Independent of the chosen approach, LLM routing has many benefits. Especially for less experienced users, a routing system can lead them to the model best suited for their tasks. In addition, they can save resources and help with compliance. Of course, they can also be very valuable in agentic use cases, when depending on the task, the tools, etc.,different models might be needed.

All of that said, routers, as is the case with GPT-5, can also be a pain, especially for power users. They reduce the predictability of AI systems even more: Users not only have to deal with the probabilistic nature of the models themselves, but also have to take into account that they might be routed to a different model altogether.

Conclusion

LLM routing, via OpenAI’s GPT-5, has now entered the mainstream and the consciousness of many users.

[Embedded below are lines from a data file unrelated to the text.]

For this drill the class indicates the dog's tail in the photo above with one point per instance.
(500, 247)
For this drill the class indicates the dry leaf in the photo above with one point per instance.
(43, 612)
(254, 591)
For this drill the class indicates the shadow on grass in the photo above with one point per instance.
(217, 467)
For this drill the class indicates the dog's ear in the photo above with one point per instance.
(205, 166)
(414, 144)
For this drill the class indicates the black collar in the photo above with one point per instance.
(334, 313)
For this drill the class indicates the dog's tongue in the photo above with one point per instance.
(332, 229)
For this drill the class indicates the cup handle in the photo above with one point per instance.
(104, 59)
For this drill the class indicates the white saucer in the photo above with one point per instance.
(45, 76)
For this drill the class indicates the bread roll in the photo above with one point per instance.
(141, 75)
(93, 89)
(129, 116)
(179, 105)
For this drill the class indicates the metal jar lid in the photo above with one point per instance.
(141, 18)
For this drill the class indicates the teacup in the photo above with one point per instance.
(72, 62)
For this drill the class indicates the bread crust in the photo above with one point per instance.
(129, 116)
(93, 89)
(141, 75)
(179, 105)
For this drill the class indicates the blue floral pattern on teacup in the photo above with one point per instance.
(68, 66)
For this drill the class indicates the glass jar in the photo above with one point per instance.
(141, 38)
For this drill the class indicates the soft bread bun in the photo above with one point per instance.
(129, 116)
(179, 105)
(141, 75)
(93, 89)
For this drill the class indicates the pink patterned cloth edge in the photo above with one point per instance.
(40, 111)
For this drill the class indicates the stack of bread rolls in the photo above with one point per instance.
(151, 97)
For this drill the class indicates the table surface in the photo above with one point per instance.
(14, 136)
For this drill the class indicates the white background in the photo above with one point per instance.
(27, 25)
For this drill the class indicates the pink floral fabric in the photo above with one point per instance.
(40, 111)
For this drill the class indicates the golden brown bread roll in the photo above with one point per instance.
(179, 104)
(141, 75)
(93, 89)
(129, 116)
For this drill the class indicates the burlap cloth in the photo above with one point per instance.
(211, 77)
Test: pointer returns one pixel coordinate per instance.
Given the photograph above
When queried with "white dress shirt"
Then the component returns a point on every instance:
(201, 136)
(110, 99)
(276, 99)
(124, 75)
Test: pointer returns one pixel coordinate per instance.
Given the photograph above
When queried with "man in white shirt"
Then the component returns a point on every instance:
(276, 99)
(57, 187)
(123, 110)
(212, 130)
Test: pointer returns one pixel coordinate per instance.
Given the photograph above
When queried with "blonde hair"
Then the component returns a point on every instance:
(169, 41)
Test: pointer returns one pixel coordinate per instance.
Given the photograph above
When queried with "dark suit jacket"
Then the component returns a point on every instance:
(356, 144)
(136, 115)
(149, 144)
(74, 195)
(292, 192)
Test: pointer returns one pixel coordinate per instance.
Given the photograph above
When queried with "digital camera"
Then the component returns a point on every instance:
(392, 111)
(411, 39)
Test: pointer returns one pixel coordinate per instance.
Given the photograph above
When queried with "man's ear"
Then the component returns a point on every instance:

At its core, it’s a simple concept: If there are many different models, it makes sense to build a system that picks the best one for a given scenario. As LLMs are stateless, this can be done for every single prompt.

While the approach has many benefits, e.g., saving valuable resources, it can introduce a new layer of uncertainty and unpredictability. Nevertheless, especially looking at end-user products, I would expect models to become more and more invisible. Clever routing, not only for the purpose of saving money (and the environment), will play a big part in providing a great user experience that’s tailored towards the specific tasks at hand.